Just after it released from my leg, this fluffy little white dog, who was un-leashed and walking with its owner, a young woman and her little girl, came up to sniff Dixie. The cat jumped on it's back, virtually covering the entire dog, and bit it on the back of its neck.

When the cat released, I kicked the dog to get it away from the cat and pulled Dixie down the street. The cat, its back arched, stalked us a good 30 feet, wanting to attack again.

After Dixie and I rounded the corner I assessed the damage and saw that Dixie was bleeding in spots all over her body. In addition, she was unable to walk on her right rear leg. It occurred to me that when the cat jumped on her haunches, her hindquarter collapsed under the cat's weight, my guess is from the arthritic effects of having Lyme disease. I picked Dixie up and carried her home in my arms.

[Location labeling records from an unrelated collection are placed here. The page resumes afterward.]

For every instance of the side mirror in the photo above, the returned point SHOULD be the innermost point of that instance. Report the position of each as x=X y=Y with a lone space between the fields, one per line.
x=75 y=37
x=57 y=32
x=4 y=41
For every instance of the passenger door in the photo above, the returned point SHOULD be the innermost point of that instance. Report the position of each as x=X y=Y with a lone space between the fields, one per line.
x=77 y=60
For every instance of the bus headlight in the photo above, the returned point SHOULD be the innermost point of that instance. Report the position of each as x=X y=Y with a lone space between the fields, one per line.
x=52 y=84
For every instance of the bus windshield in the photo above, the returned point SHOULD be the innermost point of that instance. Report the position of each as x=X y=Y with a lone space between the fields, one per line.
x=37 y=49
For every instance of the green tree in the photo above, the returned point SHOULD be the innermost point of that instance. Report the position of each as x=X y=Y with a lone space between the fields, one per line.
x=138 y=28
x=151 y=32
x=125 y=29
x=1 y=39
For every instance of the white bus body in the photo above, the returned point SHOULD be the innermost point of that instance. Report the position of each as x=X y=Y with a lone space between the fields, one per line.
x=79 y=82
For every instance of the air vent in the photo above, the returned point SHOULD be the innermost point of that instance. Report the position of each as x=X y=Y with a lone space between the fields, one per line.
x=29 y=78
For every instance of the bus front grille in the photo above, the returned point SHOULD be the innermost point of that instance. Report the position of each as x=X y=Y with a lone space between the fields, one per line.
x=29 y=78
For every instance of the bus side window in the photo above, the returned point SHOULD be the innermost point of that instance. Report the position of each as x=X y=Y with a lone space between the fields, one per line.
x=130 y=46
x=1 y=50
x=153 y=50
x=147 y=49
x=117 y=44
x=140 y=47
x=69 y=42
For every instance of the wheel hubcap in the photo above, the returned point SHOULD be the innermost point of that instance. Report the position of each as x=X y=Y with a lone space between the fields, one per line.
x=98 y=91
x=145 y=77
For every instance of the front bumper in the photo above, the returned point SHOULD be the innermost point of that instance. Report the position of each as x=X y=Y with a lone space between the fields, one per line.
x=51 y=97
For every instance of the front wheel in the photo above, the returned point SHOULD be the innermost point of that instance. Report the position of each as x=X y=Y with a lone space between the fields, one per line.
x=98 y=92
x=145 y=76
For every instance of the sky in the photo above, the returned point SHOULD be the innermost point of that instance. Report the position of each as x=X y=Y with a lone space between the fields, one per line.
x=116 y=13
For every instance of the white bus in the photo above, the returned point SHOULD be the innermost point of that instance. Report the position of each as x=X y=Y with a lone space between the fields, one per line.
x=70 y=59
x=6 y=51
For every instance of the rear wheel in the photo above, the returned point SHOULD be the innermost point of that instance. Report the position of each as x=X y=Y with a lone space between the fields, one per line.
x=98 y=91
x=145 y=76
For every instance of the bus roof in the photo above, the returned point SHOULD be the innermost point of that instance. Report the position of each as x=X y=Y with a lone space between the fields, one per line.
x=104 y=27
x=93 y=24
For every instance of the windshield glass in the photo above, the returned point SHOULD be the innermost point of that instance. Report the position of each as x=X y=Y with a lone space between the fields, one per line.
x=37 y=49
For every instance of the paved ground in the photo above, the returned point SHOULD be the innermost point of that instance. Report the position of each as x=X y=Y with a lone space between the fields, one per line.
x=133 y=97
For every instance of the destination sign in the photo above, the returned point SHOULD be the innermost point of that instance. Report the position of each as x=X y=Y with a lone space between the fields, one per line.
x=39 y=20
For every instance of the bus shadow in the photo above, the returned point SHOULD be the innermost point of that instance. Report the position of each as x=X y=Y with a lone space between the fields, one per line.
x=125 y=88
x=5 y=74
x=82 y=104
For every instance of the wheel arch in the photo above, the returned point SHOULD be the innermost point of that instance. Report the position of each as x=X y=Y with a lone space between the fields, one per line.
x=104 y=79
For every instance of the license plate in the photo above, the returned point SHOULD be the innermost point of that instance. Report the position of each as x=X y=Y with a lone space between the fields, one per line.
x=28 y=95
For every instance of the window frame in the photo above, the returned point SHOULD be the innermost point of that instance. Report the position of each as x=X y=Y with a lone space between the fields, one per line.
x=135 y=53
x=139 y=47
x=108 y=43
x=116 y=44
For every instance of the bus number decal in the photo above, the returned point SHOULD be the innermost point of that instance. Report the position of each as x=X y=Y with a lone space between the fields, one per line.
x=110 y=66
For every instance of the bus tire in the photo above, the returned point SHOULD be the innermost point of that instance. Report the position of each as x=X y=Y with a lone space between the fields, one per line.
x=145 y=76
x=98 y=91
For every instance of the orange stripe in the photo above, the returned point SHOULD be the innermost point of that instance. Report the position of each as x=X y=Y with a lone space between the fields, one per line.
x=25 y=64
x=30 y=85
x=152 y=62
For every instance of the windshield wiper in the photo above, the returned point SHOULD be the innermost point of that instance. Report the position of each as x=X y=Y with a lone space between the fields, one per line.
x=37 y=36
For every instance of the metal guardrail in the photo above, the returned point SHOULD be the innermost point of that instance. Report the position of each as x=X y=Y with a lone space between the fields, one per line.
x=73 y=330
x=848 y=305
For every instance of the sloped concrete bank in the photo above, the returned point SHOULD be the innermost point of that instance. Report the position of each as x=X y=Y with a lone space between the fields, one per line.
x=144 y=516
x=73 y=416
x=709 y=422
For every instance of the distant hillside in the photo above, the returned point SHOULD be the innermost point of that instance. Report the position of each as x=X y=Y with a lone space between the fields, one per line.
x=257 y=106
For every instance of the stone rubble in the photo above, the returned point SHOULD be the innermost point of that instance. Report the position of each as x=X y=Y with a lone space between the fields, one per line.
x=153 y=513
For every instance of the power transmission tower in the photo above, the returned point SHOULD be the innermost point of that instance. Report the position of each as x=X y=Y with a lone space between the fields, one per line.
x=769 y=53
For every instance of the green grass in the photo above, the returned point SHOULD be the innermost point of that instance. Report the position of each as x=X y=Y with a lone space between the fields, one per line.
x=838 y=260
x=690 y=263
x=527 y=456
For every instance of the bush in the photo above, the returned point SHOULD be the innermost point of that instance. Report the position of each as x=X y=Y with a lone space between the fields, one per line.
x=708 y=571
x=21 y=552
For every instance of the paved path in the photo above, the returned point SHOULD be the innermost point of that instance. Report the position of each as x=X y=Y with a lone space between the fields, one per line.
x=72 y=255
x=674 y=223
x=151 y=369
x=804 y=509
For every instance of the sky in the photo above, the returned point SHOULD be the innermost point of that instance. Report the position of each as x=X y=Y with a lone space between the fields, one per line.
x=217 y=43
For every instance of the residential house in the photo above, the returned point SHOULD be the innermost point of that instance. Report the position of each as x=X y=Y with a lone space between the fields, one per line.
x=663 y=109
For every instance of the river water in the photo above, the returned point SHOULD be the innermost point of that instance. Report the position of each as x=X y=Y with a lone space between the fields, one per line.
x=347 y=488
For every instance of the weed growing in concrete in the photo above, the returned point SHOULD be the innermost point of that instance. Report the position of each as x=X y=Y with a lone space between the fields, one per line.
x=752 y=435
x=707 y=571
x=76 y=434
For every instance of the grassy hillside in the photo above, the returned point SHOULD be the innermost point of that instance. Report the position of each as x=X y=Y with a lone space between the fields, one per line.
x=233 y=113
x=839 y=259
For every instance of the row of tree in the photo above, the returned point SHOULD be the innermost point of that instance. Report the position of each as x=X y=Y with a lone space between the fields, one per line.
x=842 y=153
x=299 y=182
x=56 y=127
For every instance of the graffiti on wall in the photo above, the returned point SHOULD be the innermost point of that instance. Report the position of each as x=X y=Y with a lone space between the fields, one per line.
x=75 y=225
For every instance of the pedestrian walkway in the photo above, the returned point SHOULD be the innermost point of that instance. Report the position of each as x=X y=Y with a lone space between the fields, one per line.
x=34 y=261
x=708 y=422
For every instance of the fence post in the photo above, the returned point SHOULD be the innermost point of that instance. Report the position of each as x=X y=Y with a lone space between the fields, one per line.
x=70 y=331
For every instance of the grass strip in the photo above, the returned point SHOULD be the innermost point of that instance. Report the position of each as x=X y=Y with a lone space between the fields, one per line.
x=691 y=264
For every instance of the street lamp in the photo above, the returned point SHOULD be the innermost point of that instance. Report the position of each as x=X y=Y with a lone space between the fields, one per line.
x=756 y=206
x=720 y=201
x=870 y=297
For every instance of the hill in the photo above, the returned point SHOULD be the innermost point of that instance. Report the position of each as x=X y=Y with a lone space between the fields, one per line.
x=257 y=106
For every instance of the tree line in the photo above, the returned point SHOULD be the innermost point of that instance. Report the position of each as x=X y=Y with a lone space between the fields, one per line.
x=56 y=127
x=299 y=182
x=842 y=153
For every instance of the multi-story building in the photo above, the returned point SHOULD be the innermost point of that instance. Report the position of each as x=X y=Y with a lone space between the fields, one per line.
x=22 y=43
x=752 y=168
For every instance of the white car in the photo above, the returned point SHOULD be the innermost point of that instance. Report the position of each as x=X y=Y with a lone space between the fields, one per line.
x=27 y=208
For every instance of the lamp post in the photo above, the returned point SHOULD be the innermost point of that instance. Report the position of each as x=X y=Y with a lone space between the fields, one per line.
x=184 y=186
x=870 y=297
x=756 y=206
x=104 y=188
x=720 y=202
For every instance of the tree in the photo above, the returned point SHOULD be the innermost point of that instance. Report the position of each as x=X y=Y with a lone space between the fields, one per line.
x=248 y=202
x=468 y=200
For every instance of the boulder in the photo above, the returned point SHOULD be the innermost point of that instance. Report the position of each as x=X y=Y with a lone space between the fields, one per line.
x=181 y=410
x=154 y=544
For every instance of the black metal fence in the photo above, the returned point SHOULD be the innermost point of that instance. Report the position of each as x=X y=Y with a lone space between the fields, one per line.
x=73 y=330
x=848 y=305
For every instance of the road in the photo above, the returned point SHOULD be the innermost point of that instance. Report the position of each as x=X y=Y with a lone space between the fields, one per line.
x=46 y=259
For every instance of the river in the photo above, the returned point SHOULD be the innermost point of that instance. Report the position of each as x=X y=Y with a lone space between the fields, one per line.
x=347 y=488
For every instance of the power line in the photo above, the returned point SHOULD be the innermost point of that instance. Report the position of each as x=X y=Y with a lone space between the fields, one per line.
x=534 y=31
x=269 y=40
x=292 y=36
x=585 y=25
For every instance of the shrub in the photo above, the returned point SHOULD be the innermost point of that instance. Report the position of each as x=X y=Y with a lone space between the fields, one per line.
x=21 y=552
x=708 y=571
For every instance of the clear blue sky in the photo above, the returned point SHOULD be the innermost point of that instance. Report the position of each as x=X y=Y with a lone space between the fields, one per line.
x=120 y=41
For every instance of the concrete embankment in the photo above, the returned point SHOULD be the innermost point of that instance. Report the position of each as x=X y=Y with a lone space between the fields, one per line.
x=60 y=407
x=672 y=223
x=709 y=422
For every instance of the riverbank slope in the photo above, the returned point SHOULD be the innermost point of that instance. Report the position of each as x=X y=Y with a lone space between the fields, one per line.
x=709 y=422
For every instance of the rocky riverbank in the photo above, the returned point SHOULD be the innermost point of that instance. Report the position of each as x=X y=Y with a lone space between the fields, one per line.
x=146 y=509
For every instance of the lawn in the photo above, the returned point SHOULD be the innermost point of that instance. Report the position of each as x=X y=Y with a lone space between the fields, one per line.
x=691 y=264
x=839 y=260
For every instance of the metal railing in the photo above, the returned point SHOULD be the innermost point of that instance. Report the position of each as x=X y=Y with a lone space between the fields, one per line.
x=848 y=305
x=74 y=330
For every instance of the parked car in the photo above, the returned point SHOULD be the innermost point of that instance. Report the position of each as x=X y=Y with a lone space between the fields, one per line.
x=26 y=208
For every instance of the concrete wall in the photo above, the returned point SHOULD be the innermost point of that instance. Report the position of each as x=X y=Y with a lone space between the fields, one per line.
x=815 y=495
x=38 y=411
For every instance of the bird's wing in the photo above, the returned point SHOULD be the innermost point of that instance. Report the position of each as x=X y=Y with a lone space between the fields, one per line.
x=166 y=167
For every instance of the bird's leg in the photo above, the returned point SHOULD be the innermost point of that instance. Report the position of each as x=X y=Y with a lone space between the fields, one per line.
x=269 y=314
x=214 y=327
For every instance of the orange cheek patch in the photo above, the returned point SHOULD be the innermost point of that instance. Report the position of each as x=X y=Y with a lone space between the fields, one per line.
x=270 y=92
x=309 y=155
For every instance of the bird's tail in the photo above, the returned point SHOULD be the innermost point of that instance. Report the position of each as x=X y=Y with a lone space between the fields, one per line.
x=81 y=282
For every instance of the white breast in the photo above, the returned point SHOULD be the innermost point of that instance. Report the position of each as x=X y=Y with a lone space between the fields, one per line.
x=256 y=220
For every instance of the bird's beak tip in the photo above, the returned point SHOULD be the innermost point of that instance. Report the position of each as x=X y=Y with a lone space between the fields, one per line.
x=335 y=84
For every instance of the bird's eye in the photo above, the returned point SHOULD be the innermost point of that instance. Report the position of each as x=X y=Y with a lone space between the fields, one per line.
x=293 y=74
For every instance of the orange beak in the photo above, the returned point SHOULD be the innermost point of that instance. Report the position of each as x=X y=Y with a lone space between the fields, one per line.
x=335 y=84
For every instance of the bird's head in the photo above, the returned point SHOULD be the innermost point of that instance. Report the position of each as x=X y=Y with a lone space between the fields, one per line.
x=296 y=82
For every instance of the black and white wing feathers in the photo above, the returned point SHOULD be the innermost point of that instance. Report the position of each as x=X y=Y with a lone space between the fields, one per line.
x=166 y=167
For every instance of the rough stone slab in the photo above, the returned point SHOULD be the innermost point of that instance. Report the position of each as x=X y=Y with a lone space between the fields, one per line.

We next went to the emergency veterinary clinic where, three hours and $350 later, Dixie was diagnosed as having "lacerations and puncture wounds over the entire body." They gave me antibiotics to give Dixie and told me to take her to my regular vet the next day for a booster rabies shot. They also completed a form that was sent to animal control. Lastly, the vet looked at me, saw that I had two puncture wounds on my ankle and told me to go to my Dr. ASAP.

The next day I took Dixie to the regular vet who examined her, sympathized and shook her head in wonder at all the wound sites and gave Dixie a three year rabies shot instead of a booster. Afterwards the vet told me she didn't have any booster vaccine and since Dixie was two years into the three year cycle, it was easier to just do another three year shot. The vet then looked at my ankle and said that yes, I needed to go to my doctor.

In the afternoon I went to see my primary care doctor who looked at me, left the room to make a few phone calls, and then told me to head to the ER at the local hospital. Once there it was determined that I needed to undergo the full rabies series of shots.

Seven injections later (one in each puncture site, two on each hip and one in the arm), I went home. As a follow-up, I have to go and get a total of five more injections in my arm, spaced out in intervals that will extend through the month of July.

And a Happy Fourth of July to you, too.